Figure 1. Super-resolution microscopy of fast-spiking, PV+ interneuron axons.

(a) Experimental approach. Biocytin-filled fast-spiking PV+ interneurons from mPFC were analyzed using both confocal imaging and structured illumination microscopy (SIM) imaging. See also Figure 1—figure supplements 1–3. (b) Maximum projection confocal image of a representative biocytin-filled PV+ cell from mPFC layer V (red). Scale bar, 50 µm. (c) Current clamp recording of evoked action potentials. Scale bars are 20 mV, 100 pA and 100 ms from top to bottom (right). (d) Full reconstruction of a mPFC layer V PV+ interneuron. Soma and dendrites in black, axon in brown. (e) Representative SIM z-stack projections of PV+ interneuron axonal segments (top), along with their corresponding FWHM diameter profiles (bottom).
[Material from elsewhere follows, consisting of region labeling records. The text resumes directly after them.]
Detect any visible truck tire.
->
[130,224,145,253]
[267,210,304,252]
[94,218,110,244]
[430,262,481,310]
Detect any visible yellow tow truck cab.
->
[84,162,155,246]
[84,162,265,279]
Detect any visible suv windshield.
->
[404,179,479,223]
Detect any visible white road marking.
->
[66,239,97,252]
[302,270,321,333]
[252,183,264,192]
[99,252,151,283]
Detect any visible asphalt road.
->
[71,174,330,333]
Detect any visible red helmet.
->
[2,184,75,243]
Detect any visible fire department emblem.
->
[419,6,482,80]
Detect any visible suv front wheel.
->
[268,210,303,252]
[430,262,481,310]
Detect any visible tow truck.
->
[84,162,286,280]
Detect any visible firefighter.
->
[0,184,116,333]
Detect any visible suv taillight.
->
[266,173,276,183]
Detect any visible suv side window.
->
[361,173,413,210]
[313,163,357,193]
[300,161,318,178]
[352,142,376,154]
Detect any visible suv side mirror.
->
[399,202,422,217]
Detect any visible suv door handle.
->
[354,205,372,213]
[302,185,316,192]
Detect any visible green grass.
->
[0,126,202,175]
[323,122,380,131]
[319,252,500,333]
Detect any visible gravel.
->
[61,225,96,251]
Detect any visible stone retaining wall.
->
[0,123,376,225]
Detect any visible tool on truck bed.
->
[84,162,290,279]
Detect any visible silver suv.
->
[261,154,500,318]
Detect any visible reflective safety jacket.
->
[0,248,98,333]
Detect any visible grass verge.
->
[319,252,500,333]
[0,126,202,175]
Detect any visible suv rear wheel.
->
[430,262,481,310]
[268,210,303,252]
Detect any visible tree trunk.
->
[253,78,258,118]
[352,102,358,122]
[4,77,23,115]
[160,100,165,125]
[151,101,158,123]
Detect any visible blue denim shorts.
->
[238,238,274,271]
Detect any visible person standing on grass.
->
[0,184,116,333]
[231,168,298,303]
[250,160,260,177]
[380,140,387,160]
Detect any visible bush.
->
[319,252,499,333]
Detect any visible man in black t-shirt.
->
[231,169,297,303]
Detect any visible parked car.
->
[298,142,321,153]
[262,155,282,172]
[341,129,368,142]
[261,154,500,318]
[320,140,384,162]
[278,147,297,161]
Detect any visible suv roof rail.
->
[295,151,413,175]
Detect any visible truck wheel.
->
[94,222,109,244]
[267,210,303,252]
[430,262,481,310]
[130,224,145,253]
White arrowheads indicate measurement boundaries. From left to right: First branch order axon initial segment; second branch order unmyelinated axonal segment; third branch order myelinated axonal segment; sixth branch order unmyelinated axonal segment featuring multiple en-passant boutons (indicated by asterisks). Scale bar, 10 µm. (f) Distribution histogram of PV+ interneuron axon shaft diameters, fitted with a Gaussian curve. n = 140 axonal segments/8 cells. (g) Average axon shaft diameter decreases steadily over centrifugal branch order. n = 140 segments/8 cells. p<0.001, one-way ANOVA. (h) Distribution of axonal en passant bouton diameters of PV+ interneuron axons, fitted with a Gaussian curve. n = 250 boutons/8 cells. Abbreviations: FWHM, full-width half-maximum. I, input current. SIM, structured illumination microscopy. Vm, membrane voltage.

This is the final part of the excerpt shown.